Prime Minister Boris Johnson, who is under renewed pressure after being fined by police for breaking Covid-19 lockdown rules at a number of parties in his office, is also set to announce new plans to tackle people-smuggling gangs and increase UK operations in the Channel.

Critics say Johnson is trying to divert attention from his own behaviour amid calls for his resignation over the repeated lockdown breaches.

Last year, more than 28,000 people crossed from Europe to the UK, many in small dinghies.

“Before Christmas 27 people drowned, and in the weeks ahead there may be many more losing their lives at sea, and whose bodies may never be recovered,” Johnson will say according to his office. “Around 600 came across the Channel yesterday. In just a few weeks this could again reach a thousand a day.”

The Prime Minister Boris Johnson Picture by Andrew Parsons / No 10 Downing Street

Johnson is expected to announce a “long-term plan for asylum”, according to his office.

Having “control” of the UK’s borders was the rallying cry for the ‘No’ campaign in the divisive 2016 referendum on whether the country should stay in the European Union.

In January, British media said that the government planned to deploy the navy in charge of efforts to deal with the Channel crossings. The sea, which is also busy with commercial shipping, is about 34km across at its narrowest point, and most of the small boats attempt the crossing in the northern summer when the weather is better.

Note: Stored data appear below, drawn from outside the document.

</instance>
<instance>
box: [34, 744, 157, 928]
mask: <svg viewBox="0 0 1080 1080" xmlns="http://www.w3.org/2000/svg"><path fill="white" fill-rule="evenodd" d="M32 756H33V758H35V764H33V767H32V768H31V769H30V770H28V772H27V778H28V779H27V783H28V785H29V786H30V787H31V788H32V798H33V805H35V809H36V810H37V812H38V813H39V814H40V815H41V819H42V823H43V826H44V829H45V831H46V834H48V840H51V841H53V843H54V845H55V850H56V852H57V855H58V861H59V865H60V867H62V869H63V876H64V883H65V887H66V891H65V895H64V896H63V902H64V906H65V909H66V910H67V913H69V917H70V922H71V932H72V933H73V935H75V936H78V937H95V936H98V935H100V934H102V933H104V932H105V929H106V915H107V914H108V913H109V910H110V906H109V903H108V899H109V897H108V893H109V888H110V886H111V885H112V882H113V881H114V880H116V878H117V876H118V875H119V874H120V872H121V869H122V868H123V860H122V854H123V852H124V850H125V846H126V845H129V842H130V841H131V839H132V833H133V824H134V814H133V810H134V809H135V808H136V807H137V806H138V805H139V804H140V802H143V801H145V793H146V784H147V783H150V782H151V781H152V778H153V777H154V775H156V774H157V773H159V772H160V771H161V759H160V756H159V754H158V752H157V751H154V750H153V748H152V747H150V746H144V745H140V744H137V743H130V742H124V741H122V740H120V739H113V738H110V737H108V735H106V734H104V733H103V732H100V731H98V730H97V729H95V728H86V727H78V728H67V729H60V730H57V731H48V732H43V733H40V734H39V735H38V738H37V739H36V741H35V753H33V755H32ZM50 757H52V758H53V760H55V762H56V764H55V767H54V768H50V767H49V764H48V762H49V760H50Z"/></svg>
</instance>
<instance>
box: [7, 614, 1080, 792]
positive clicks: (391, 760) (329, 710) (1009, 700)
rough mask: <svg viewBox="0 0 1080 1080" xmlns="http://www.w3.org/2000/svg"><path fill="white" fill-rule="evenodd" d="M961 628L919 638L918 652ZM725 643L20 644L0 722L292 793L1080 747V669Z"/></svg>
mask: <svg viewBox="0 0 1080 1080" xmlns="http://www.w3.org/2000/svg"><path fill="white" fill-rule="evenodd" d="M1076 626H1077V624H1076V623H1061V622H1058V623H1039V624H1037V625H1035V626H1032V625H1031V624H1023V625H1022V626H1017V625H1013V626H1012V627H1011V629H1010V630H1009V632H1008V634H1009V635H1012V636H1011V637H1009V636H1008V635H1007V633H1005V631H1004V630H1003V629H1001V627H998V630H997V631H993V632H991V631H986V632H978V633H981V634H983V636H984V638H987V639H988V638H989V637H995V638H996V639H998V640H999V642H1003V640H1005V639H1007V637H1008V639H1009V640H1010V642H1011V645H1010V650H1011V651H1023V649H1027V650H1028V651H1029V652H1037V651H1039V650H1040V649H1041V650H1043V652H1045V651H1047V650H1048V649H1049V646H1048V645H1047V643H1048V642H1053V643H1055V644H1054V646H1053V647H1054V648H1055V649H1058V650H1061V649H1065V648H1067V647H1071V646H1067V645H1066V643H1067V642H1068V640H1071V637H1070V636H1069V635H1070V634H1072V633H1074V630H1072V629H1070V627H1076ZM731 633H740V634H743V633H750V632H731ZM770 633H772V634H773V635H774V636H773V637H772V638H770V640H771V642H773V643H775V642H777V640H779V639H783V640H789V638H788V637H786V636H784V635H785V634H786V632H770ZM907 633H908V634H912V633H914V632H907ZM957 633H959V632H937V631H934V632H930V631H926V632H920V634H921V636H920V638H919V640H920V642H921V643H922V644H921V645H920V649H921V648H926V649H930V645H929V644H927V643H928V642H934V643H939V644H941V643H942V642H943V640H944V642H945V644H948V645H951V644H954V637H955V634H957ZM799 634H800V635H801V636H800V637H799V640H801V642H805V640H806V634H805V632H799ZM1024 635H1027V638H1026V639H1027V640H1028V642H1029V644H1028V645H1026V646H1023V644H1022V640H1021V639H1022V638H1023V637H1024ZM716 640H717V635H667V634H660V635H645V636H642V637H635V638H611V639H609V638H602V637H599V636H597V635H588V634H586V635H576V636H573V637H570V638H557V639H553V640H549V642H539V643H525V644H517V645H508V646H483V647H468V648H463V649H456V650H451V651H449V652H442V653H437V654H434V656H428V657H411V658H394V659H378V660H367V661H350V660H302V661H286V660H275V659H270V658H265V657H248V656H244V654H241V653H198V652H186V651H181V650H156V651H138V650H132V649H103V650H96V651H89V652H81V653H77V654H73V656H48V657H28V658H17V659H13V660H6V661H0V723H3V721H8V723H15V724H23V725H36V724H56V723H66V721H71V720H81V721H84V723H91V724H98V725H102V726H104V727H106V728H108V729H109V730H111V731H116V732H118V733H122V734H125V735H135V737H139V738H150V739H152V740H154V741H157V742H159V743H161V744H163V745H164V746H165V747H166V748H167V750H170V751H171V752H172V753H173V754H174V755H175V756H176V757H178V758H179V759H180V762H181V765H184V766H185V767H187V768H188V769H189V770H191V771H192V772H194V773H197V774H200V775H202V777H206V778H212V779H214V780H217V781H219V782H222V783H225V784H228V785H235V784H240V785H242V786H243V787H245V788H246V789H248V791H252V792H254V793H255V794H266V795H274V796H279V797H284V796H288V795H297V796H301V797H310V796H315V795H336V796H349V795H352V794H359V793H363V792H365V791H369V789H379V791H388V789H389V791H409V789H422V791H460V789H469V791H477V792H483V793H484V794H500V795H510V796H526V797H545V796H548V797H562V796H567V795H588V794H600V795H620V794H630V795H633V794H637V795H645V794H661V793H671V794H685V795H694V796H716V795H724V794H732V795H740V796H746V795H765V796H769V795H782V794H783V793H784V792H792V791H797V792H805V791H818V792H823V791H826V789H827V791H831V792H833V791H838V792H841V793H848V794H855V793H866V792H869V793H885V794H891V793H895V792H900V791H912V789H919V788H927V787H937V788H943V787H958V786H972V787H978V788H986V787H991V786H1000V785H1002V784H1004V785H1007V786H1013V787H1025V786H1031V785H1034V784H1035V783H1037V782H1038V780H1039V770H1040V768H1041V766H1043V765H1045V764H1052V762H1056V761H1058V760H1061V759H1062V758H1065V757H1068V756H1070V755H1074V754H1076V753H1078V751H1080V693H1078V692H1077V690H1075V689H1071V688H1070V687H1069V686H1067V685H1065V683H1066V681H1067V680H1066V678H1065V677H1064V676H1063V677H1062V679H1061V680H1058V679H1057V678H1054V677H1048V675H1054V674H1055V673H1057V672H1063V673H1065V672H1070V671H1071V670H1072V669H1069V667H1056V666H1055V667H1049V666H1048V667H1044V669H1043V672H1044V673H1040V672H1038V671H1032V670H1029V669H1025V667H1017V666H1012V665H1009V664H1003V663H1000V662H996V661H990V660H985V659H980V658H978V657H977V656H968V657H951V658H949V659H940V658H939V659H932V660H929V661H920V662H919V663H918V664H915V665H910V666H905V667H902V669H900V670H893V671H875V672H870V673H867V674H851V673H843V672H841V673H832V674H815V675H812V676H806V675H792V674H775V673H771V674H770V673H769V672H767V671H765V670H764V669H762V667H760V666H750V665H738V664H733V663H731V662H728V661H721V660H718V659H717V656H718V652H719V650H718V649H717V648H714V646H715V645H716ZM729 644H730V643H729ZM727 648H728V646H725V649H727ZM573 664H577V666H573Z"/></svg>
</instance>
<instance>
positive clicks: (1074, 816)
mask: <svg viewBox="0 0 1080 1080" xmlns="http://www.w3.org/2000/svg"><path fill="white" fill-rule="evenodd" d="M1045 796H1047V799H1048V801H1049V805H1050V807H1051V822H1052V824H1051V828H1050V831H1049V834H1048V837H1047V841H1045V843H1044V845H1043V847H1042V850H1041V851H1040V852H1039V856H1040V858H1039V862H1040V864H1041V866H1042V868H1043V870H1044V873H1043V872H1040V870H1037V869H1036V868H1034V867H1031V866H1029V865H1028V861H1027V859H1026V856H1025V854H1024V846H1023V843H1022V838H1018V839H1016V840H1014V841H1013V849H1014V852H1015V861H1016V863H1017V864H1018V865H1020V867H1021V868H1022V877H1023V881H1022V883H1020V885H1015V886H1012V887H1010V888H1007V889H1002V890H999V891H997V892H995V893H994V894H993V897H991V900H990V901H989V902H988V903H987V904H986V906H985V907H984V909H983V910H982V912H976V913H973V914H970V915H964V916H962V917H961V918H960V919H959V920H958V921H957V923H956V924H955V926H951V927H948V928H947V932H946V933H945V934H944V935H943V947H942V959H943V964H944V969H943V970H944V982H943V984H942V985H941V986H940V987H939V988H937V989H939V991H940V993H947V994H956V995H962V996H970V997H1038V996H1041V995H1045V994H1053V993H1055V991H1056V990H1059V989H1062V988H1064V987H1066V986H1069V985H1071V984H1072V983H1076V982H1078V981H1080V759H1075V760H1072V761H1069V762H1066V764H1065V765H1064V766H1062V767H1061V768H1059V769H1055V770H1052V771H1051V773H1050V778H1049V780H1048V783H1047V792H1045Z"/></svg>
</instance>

News of the scheme quickly drew derision from the Opposition as well as refugee advocates, including the Bishop of Durham, Paul Butler, who told the BBC it would not work.

“I really worry that this is not the right way to treat asylum seekers. We have an international duty under the Refugee Convention to look after asylum-seekers well. They are big issues. They’ve got to tackled and I don’t think this is the way to do it,” he said.

“I remain to be convinced that it’s going to be deterrent in any way.”

Human rights campaigners have described the Government’s plan as “barbaric”, “cowardly” “shockingly ill-conceived”.

Steve Valdez-Symonds, Amnesty International UK’s refugee and migrant rights director, said that the African nation had a “dismal human rights record”.

In a statement to the PA news agency, Valdez-Symonds said: “Sending people to another country – let alone one with such a dismal human rights record – for asylum ‘processing’ is the very height of irresponsibility and shows how far removed from humanity and reality the Government now is on asylum issues. The Government is already wrecking our asylum system at huge cost to the taxpayer while causing terrible anxiety to the people stuck in the backlogs it has created. But this shockingly ill-conceived idea will go far further in inflicting suffering while wasting huge amounts of public money.”